Parsing Strategies in Rust

Will Crichton — August 9, 2016

I briefly analyze two competing parsing frameworks in Rust: nom, a parser combinator, and LALRPOP, an LR(1) parser generator. I show that LALRPOP can more succinctly and efficiently express grammars for text-based formats.

This is a quick note intended as a more longform response to the recent post “Introduction to nom: a parsing framework written in Rust”.

I’ve seen a lot of smart people ruminate on the virtues of parser combinators, but every time I look at one, the syntax just seems obtuse and archaic. This may be one of those times where I just don’t like it because I’m not familiar with its syntax (see: Haskell), but I’m not convinced that it’s a more suitable tool for most parsing jobs than parser generators like LALRPOP. In this note, I will compare nom and LALRPOP to understand when you want to use one or the other.

When I asked in the /r/rust thread about the differences between the two, bjzaba responded:

nom seems to be more geared towards parsing binary formats. LALRPOP is more suited to programming languages, with the possibility of using custom lexers. They also let you specify languages in different ways - nom uses parser combinators, where as LALRPOP allows you to define LR(1) grammars. Both have their pros and cons. You can read more on Niko’s original blog post about it: http://smallcultfollowing.com/babysteps/blog/2015/09/14/lalrpop/

And cmrx64 also pointed out that binary formats are not context free, with the presumption that parser combinators are better for context-sensitive strategies. However, the list of parsers using nom also includes a number of text file formats, which don’t have the same strict read-in-byte-at-a-time requirements. So I asked two questions: which is better for text file (or human-readable) formats, and which is better for binary formats?

Text file formats

To evaluate the former question, I took the linked CSV parser and wrote my own quick CSV parser in LALRPOP. The nom parser was 190 lines of code, too long to show in this note. The LALRPOP was 17 lines of code and ran nearly twice as fast in my simple benchmark. Here’s my grammar:

grammar;

pub Csv: Vec<Vec<String>> = { Row+ };

Row: Vec<String> = {
    <r:Row> "," <i:Item> => {
        let mut r = r;
        r.push(i);
        r
    },
    Item => { vec![<>] }
};

Item: String = {
    r#"".*""# => String::from(<>),
    r#"[^,"]+"# => String::from(<>)
};

I ran both of these parsers on a 2MB CSV file, and the nom parser ran in 73ms whereas the LALRPOP parser ran in only 41ms. Given that it also took an order of magnitude less code, I would say LALRPOP wins this round. This isn’t to say definitively LALRPOP is always a better tool for parsing text file formats, but rather just a counterpoint to show that it can be more efficient and succinct instead of using parser generators.

Binary formats

The biggest mark against LALRPOP for binary formats is that it by default assumes that your terminals are strings, not numbers. By comparison, nom has a lot of utilities for easily munging bytes (see its gif parser). One could theoretically parse raw bytes in LALRPOP by defining a custom tokenization of the input file into a format where each byte is its own token, but doing that transformation would take up a lot of unnecessary time and space.

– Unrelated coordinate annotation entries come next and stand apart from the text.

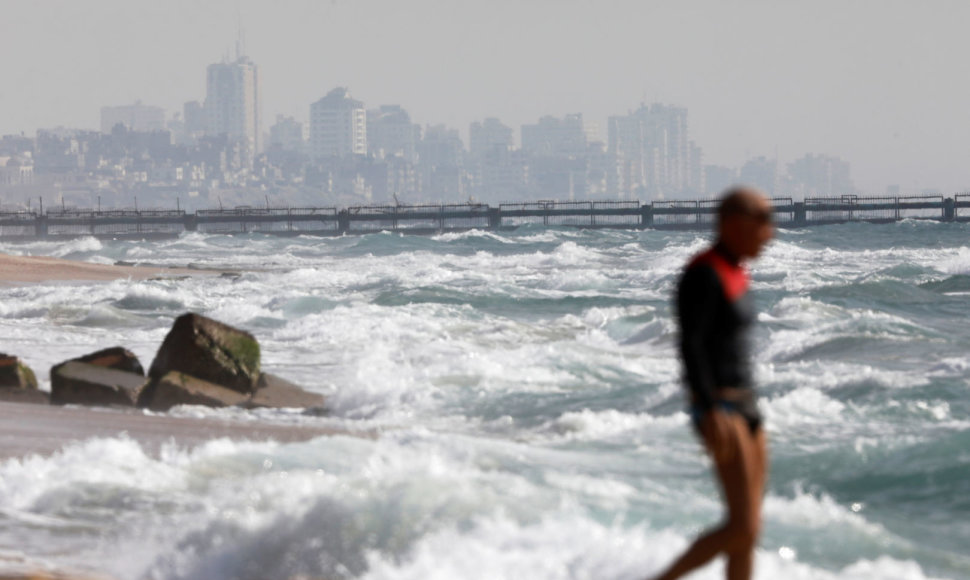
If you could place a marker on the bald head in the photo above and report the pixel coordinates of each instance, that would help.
(744, 221)
(740, 200)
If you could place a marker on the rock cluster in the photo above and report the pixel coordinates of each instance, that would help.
(200, 362)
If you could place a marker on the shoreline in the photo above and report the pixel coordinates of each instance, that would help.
(16, 270)
(27, 429)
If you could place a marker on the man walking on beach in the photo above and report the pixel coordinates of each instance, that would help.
(714, 311)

However, it’s not clear to me why a parser combinator works better for context-sensitive parsing. Although LALRPOP can only generate code for context-free grammars, you could manually apply rules from the grammar in a context-sensitive fashion (basically the same way you could in nom), so I’m not sure if this necessarily falls on the side of nom. I would love to hear from others’ experiences as to whether a tool like LALRPOP could be useful for context-sensitive parsing.